Lockheed Martin announced the F-35 program in 2001. Since then, hundreds of billions of dollars and 15 years of testing have brought the program to where it is today – on the verge of becoming the world’s premier fighter/bomber and the future of the US Air Force, Marines, and Navy.
But while the idea of launching a single advanced stealthy plane for multiple service branches seemed good on paper, and ultimately won approval from US military planners at the highest level, it was never the only option.
Former US Navy commander and aviator Chris Harmer, also a senior naval analyst for the Middle East Security Project at the Institute for the Study of War, told Business Insider that the F-35 only really held a single advantage over the Cold War-era legacy aircraft it’s set to replace: stealth.
“The F-35 is very capable in a very specific way,” Harmer said. “The only thing it does that legacy can’t do is stealth.”

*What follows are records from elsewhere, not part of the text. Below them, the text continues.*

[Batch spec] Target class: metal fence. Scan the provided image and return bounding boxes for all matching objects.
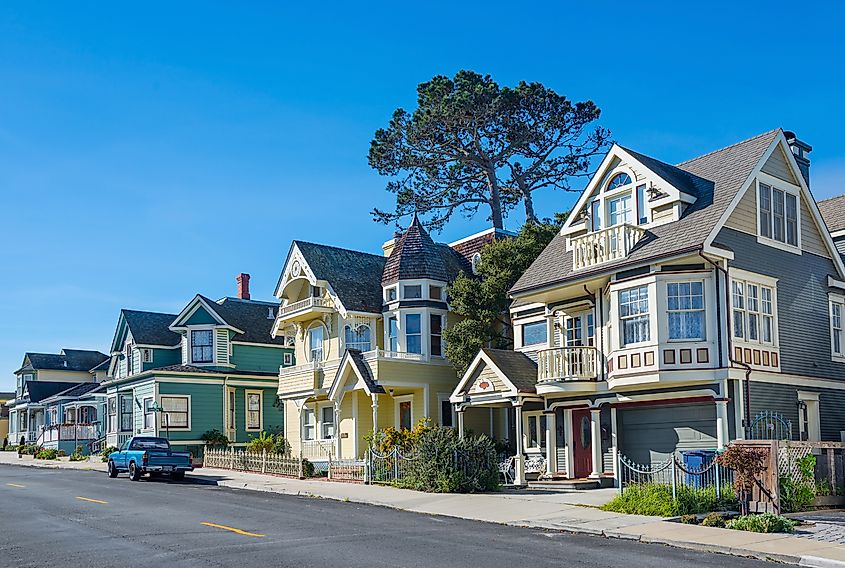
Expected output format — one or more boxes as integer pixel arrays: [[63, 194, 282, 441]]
[[619, 454, 734, 499]]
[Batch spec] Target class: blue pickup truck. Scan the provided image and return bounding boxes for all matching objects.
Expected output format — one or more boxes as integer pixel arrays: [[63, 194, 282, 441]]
[[109, 436, 194, 481]]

Indeed, the F-35's low observability and integrated stealth design are central to the plane's mission and tactics. Throughout its development, the F-35 notoriously lost to older legacy fighters in up-close dogfights. Combat-aviation expert Justin Bronk told Business Insider flat-out that the F-35 could "never in a million years" win a dogfight with an advanced Russian or British plane.
Defense officials never planned for the F-35 to revolutionize dogfighting, however; they instead wanted to change aerial combat as a whole. The F-35, nearly impossible for enemy aircraft to spot, is designed to shoot down foes from long distance before they're ever close enough to really dogfight.

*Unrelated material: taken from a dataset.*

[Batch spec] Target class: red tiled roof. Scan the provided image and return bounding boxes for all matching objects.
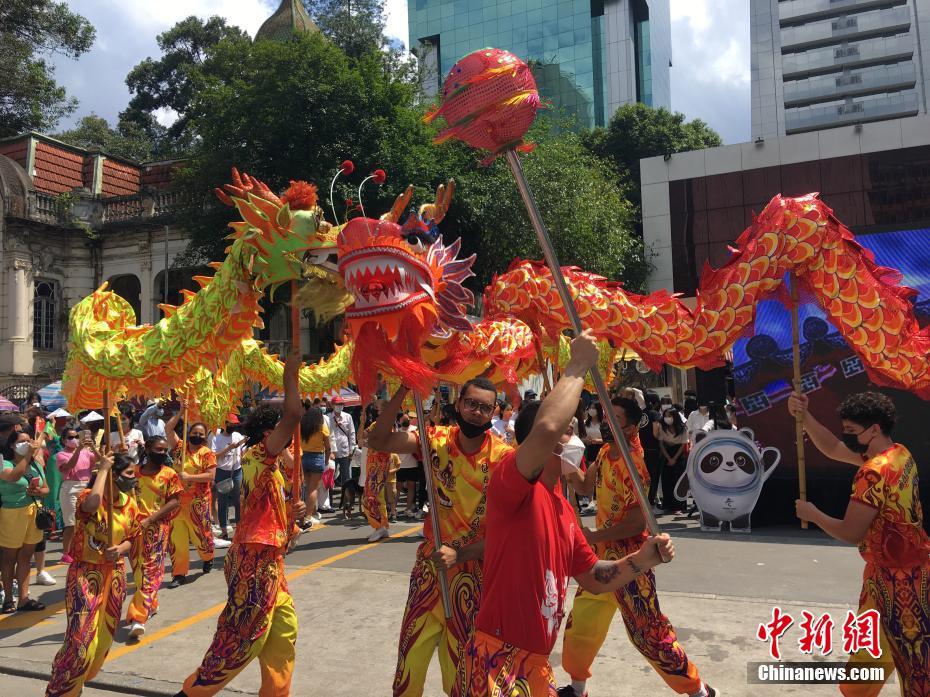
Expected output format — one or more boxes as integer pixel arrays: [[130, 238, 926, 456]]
[[0, 140, 29, 169], [101, 158, 140, 196]]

But according to Harmer, who has spent much of his life around carrier-based aircraft, the F-35's advantages begin and end with stealth. Harmer suggests that instead of building the F-35, the US simply should have updated existing aircraft, like the F-15, the F-16, and the F-18.

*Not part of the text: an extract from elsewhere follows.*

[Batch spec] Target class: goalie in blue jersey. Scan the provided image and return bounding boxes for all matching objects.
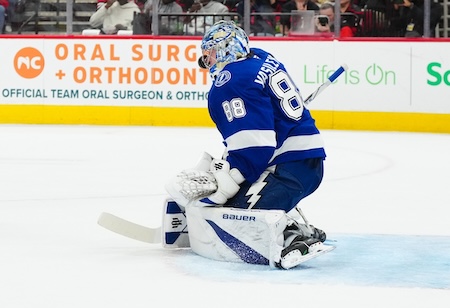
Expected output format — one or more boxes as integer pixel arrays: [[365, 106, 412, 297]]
[[165, 21, 327, 269]]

These platforms - proven, legacy aircraft - could be retrofit with the advanced avionics and helmet for targeting that set the F-35 apart.
"For a fraction of the cost for F-35 development, we could have updated legacy aircraft and gotten a significant portion of the F-35 capabilities." Harmer said. The F-18 for example, has already undergone extensive reworkings, and the F-18 Super Hornet, which is 25% larger than the original F-18, has a smaller radar cross section than its predecessor and is one of the US's cheaper planes to buy and operate.
But an F-15, the Air Force's air-dominance fighter, with fifth-generation avionics and targeting capability, still lacks the integrated stealth design of an F-35. Stealth must be worked into the geometry of the plane and simply won't do as an afterthought. In today's contested battle spaces, a legacy fighter, no matter how you update it, still lights up brightly and clearly on an enemy radar and is therefore less survivable to the pilots - something US military planners have refused to accept.
"The only advantage of the F-35 is to go into highly contested airspace," Harmer said, adding that the US had "literally never done that." Additionally, the US already has another fifth-generation aircraft with an even better stealth in its inventory: the F-22. In fact, when the US does discuss operations in the world's most contested airspaces, it's the F-22 it talks about sending.
"There are other, less expensive ways to address highly contested airspace - cruise missiles, standoff weapons, radar jamming," Harmer added.
But the F-35 ship has sailed. Despite a very troublesome development, the program is now at or very near readiness with all three branches.
"As a practical matter, the F-35 is a done deal; we've incurred the 'sunk cost' of the R & D, and neither the USAF or USMC has any intentions of buying any more legacy airframes."